I don't like CMD.EXE, the built-in Windows terminal. Among its problems:
Hard to copy and paste.
Hard to resize the window.
Hard to open another window (no menu options do this).
Seems to always start in C:\Windows\System32, which is super useless.
Weird scrolling. Sometimes it scrolls down really far into blank space, and you have to scroll up to where the window is actually populated.
I love Cygwin, but the problem with Cygwin is that it runs different executables. The Cygwin Python is different than the Windows Python, they are linked against different libraries and stuff.
Thanks.
To create the best command-line experience, PowerShell is now the command shell for File Explorer. It replaces Command Prompt (cmd.exe) in the Windows Logo Key + X menu, in File Explorer's File menu, and in the context menu that appears when you shift-right-click the whitespace in File Explorer.
Windows Command Prompt (also known as the command line, cmd.exe or simply cmd) is a command shell based on the MS-DOS operating system from the 1980s that enables a user to interact directly with the operating system.
The Windows Cmd / Command-Line shell is NOT being removed from Windows in the near or distant future! The Cmd shell remains an essential part of Windows, and is used daily by millions of businesses, developers, and IT Pro's around the world.
I am a fan of Cmder, a package including clink, conemu, msysgit, and some cosmetic enhancements.
http://cmder.net/
https://github.com/cmderdev/cmder
https://chocolatey.org/packages/Cmder
Hard to copy and paste.
Not true. Enable QuickEdit
, either in the properties of the shortcut, or in the properties of the CMD window (right-click on the title bar), and you can mark text directly. Right-click copies marked text into the clipboard. When no text is marked, a right-click pastes text from the clipboard.

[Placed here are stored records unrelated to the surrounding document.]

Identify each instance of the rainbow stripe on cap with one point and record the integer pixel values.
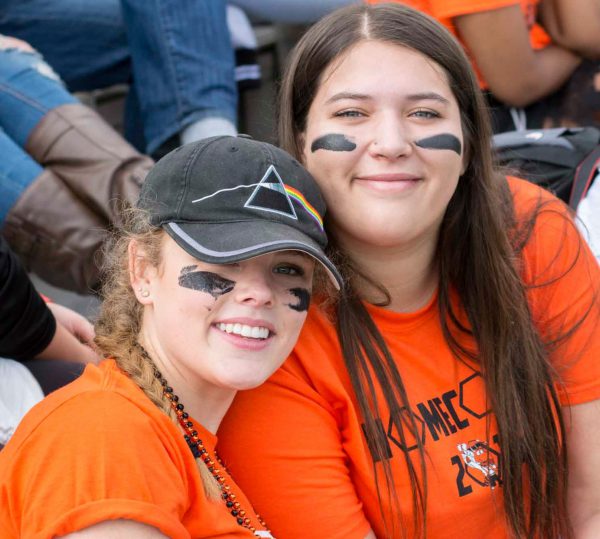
(299, 197)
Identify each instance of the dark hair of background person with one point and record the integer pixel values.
(477, 256)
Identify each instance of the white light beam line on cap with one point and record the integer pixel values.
(224, 190)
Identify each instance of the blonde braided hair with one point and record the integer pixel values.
(119, 321)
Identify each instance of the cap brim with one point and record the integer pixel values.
(224, 243)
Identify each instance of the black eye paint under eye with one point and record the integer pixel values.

Hard to resize the window.
True. Console2 (see below) does not have this limitation.
Hard to open another window (no menu options do this).
Not true. Use start cmd
or define an alias if that's too much hassle:
doskey nw=start cmd /k $*
Seems to always start in C:\Windows\System32, which is super useless.
Not true. Or rather, not true if you define a start directory in the properties of the shortcut
or by modifying the AutoRun registry value. Shift-right-click on a folder allows you to launch a command prompt in that folder.
Weird scrolling. Sometimes it scrolls down really far into blank space, and you have to scroll up to where the window is actually populated
Never happened to me.
An alternative to plain CMD is Console2, which uses CMD under the hood, but provides a lot more configuration options.